We are making scrumptious Daifuku with walnuts, roasted soybean flour, black sesame paste and unrefined brown sugar. This Walnut Daifuku is exactly what I expected and I’m very satisfied with the result.
First, cut 4 walnuts in half. These walnuts will be placed in the filling later.
Press the rest of the walnuts with a wooden paddle, breaking them into fine pieces. These are unsalted roasted walnuts but we toasted them again at 120 °C (250 °F) for 5 minutes to bring out the nutty flavor.
Next, combine the black sesame paste and anko, sweet red bean paste in a bowl. Thoroughly mix the paste.
Now, scoop 1 tablespoonful of the filling with a spoon. Even out the surface and make a small dent in the center. Place 2 small walnut pieces into it and cover.
Shape the anko into a ball and place it onto a tray. Repeat the process and you'll have 4 pieces of anko filling in total.
And now, let's make the mochi. In a microwave-safe bowl, place the shiratamako, sticky rice flour and add the water a little at a time while stirring with a balloon whisk. Be sure to mix thoroughly to avoid any pockets of dry flour.

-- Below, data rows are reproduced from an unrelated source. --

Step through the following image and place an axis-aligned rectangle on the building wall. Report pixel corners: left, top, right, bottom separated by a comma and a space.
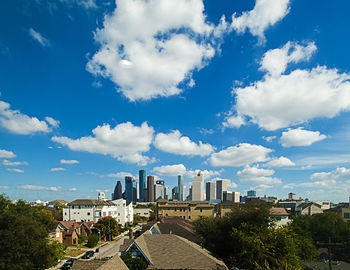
342, 208, 350, 221
139, 170, 146, 201
299, 205, 323, 216
63, 205, 120, 223
216, 180, 228, 201
206, 182, 215, 201
147, 176, 155, 202
178, 175, 183, 201
134, 208, 151, 218
313, 200, 331, 210
157, 201, 214, 221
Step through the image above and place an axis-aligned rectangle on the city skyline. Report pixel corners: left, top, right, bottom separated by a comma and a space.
1, 0, 350, 203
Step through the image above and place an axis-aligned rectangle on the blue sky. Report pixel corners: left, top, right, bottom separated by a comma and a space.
1, 0, 350, 203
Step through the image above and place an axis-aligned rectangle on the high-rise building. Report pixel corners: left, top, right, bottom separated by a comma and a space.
154, 180, 165, 201
112, 181, 122, 200
147, 175, 155, 202
206, 182, 216, 201
216, 180, 228, 201
247, 190, 257, 198
165, 186, 172, 200
172, 186, 178, 200
125, 176, 134, 203
139, 170, 146, 201
178, 175, 183, 201
192, 171, 204, 201
136, 182, 140, 201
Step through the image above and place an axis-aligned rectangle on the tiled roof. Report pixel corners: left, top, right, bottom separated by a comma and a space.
269, 207, 290, 216
154, 223, 202, 244
68, 199, 115, 206
97, 255, 129, 270
49, 200, 69, 204
58, 221, 78, 230
72, 260, 105, 270
134, 234, 228, 269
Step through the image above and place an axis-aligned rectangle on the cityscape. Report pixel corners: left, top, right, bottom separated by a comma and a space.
1, 0, 350, 269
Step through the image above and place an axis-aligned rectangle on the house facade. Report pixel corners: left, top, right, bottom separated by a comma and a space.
110, 198, 133, 226
295, 202, 323, 216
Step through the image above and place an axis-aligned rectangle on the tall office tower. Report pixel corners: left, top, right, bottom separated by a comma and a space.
154, 184, 165, 200
136, 182, 140, 201
172, 186, 178, 200
206, 182, 216, 201
165, 186, 172, 200
147, 175, 155, 202
178, 175, 183, 201
125, 176, 134, 203
247, 190, 257, 198
216, 180, 228, 201
112, 181, 123, 200
133, 187, 137, 203
192, 171, 204, 201
139, 170, 146, 201
233, 192, 240, 203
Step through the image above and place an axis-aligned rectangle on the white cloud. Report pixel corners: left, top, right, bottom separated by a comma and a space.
222, 114, 245, 128
45, 117, 60, 128
260, 41, 316, 76
280, 127, 327, 147
209, 143, 272, 167
310, 167, 350, 181
0, 149, 16, 158
153, 164, 187, 176
59, 0, 98, 9
7, 168, 24, 173
0, 100, 57, 135
60, 159, 79, 164
17, 184, 60, 191
231, 0, 290, 40
28, 28, 51, 47
50, 167, 66, 171
263, 156, 295, 167
154, 130, 214, 157
92, 171, 135, 178
299, 179, 336, 188
3, 160, 28, 166
87, 0, 222, 101
254, 184, 273, 191
0, 185, 9, 189
52, 121, 154, 165
262, 136, 276, 142
96, 189, 110, 193
236, 165, 281, 185
228, 42, 350, 131
282, 183, 295, 189
199, 128, 214, 135
69, 187, 77, 191
185, 169, 222, 179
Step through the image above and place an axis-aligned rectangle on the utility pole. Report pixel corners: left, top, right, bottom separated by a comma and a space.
109, 218, 111, 241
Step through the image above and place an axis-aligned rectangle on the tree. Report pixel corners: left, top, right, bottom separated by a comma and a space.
0, 194, 64, 269
94, 216, 120, 241
194, 203, 315, 269
86, 233, 99, 248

Add the kurozato, a type of unrefined brown sugar. Combine the mixture thoroughly.
Cover the bowl with plastic wrap. Then, microwave the mixture at 600 watts for 1 and a half minutes.
Remove the plastic wrap.
Wet a wooden paddle and quickly mix the mochi.
Cover the bowl with a plastic wrap again. And microwave the mochi for 1 more minute. Remove the bowl and quickly mix the mochi again.
Now, add the walnuts.
Continue to mix the mochi to distribute the walnuts evenly.
And now, place the mochi onto a tray covered with kinako, roasted soybean flour. The mochi is very sticky so be sure to use a generous amount of soybean flour.
Sprinkle on the kinako and flatten the mochi.
Then, divide it into 4 equal pieces.
Now, hold one piece of mochi and dust off the excess kinako with a kitchen brush.
Add the anko ball and spread the mochi around it.
Be sure to tightly close the gaps.
Then, place it onto the tray with the closed side facing down and coat the bottom with the kinako. Finally, sprinkle the kinako on top.
The walnut pieces are both in the filling and in the wrapper, giving the Daifuku an extra nutty flavor and a crunchy texture.
Adding the sugar will sweeten the wrapper and also help to keep the mochi from getting firm.
If you double the amount of ingredients, you should microwave the mochi for a little less time to avoid overcooking.